GRS 8PT-8 8″ Pro Woofer Review

GRS 8PT-8 Review

This 8″ GRS 8PT-8 is a budget woofer meant for pro use. As such, it is reviewed with this context in mind. Presently, she’s is loaded onto a 24 liters bass reflex but works equally well in a sealed box.

Fig 1 – GRS 8PT-8 Closed Box

Fig 1 is the Sealed Box modelling of the GRS 8PT-8. With a volume of 24 liters, the F3 is about 90Hz which is ideal for voice reinforcement. For music, a bass reflex can be used.

Fig 2 – GRS 8PT-8 Bass Reflex

Fig 2 is the box simulation of a 24 liters bass reflex GRS 8PT-8. In this version, the -3dB bass is at 55Hz. This is sufficient for most music. 

With this woofer, one can build a bass reflex box first. When voice reinforcement is needed, simply cover the port or stuff it with some cloth. This will convert the bass reflex to a closed box.

Fig 3 – GRS 8PT-8 RAW Frequency Response (no smoothing applied)

The Frequency Response of the GRS 8PT-8 is in Fig 3. This is with her mounted onto a 24 liters bass reflex tuned to 54Hz (Fig 2).

She does extend to 8kHz but the treble is pretty jagged. Good for a guitar speaker as the distortion will add some zing to the strings. Another use is for public announcements. 

Fig 4 – Dayton PA200-8 RAW Frequency Response (no smoothing applied)

For comparison, Fig 4 is the response of the Dayton PA200-8. Strangely, common to both woofers is the bump from 500Hz ~1kHz. It would have been perfect if it’s flat. Above 1kHz, the PA200-8 is flat to 3kHz after that, the breakup occurs. 

Due to the flatness from 1kHz to 3kHz, the PA200-8 can actually be used for HiFi but the bump from 500Hz ~1kHz must be flattened. When I auditioned her, I picked up the bump. It is particularly annoying in male vocals.

With the bump taken care of, a tweeter or a compression driver can be crossed as high as 3kHz. Personally, that’s too high for my taste. I prefer to cross at 2kHz~2.2kHz.

Fig 5 – GRS 8PT-8 ToneBurst Energy Storage

I included this plot to show how much excess energy is generated when the 8PT-8 is used as a Full Range woofer. This is not desirable in HiFi but is wonderful for a guitar speaker. If it is to be used in a 2-way, that is with a compression driver, one probably needs to use an EQ. It should not be an issue because it’s kind of standard to have a 31-band EQ in the setup.
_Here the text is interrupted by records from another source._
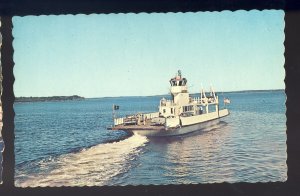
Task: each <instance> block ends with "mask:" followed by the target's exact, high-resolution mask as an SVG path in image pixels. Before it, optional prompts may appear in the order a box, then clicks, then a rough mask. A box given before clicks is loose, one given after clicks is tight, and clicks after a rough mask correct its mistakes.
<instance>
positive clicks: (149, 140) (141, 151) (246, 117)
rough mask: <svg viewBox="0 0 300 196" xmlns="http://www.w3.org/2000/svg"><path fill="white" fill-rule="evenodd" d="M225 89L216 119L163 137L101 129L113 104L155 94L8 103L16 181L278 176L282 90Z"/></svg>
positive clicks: (266, 178)
mask: <svg viewBox="0 0 300 196" xmlns="http://www.w3.org/2000/svg"><path fill="white" fill-rule="evenodd" d="M224 96H228V97H229V98H230V99H231V104H230V106H228V107H229V109H230V111H231V115H230V116H228V117H226V118H224V120H223V121H222V122H221V123H219V124H218V125H216V126H214V127H210V128H208V129H205V130H203V131H198V132H194V133H191V134H187V135H184V136H175V137H174V136H173V137H166V138H146V137H144V136H139V135H127V134H126V133H124V132H122V131H108V130H106V127H107V126H109V125H111V122H112V113H111V110H112V104H113V103H114V104H117V105H120V110H119V111H118V115H119V116H122V115H125V114H132V113H135V112H139V111H142V112H152V111H156V110H157V106H158V103H159V100H160V99H161V96H153V97H142V98H139V97H123V98H99V99H86V100H84V101H66V102H36V103H15V105H14V109H15V113H16V117H15V137H16V138H15V158H16V166H15V168H16V173H15V180H16V186H62V185H66V186H81V185H89V186H91V185H128V184H133V185H138V184H144V185H149V184H182V183H186V184H189V183H213V182H224V181H225V182H241V181H242V182H268V181H285V180H286V178H287V166H286V158H287V155H286V125H285V122H286V117H285V94H284V91H275V92H274V91H273V92H272V91H270V92H267V91H265V92H256V93H255V92H248V93H224ZM220 97H221V99H222V98H223V97H222V96H221V95H220Z"/></svg>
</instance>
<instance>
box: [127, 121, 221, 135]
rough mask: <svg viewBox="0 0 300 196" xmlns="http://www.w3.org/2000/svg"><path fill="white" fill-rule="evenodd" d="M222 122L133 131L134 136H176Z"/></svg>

Apart from PA, the 8PT-8 is suitable for bass duty in a 3-way HiFi system. Crossing at about 200Hz is about right.

If a 2-way is preferred, one can use a 3″~4″ wide band or full range woofer for the mids and highs. The 3″ Fountek FE85 is the ideal woofer. She has an incredible flat response and extends all the way to 20kHz. With this combination, you can get pretty decent music without costing too much.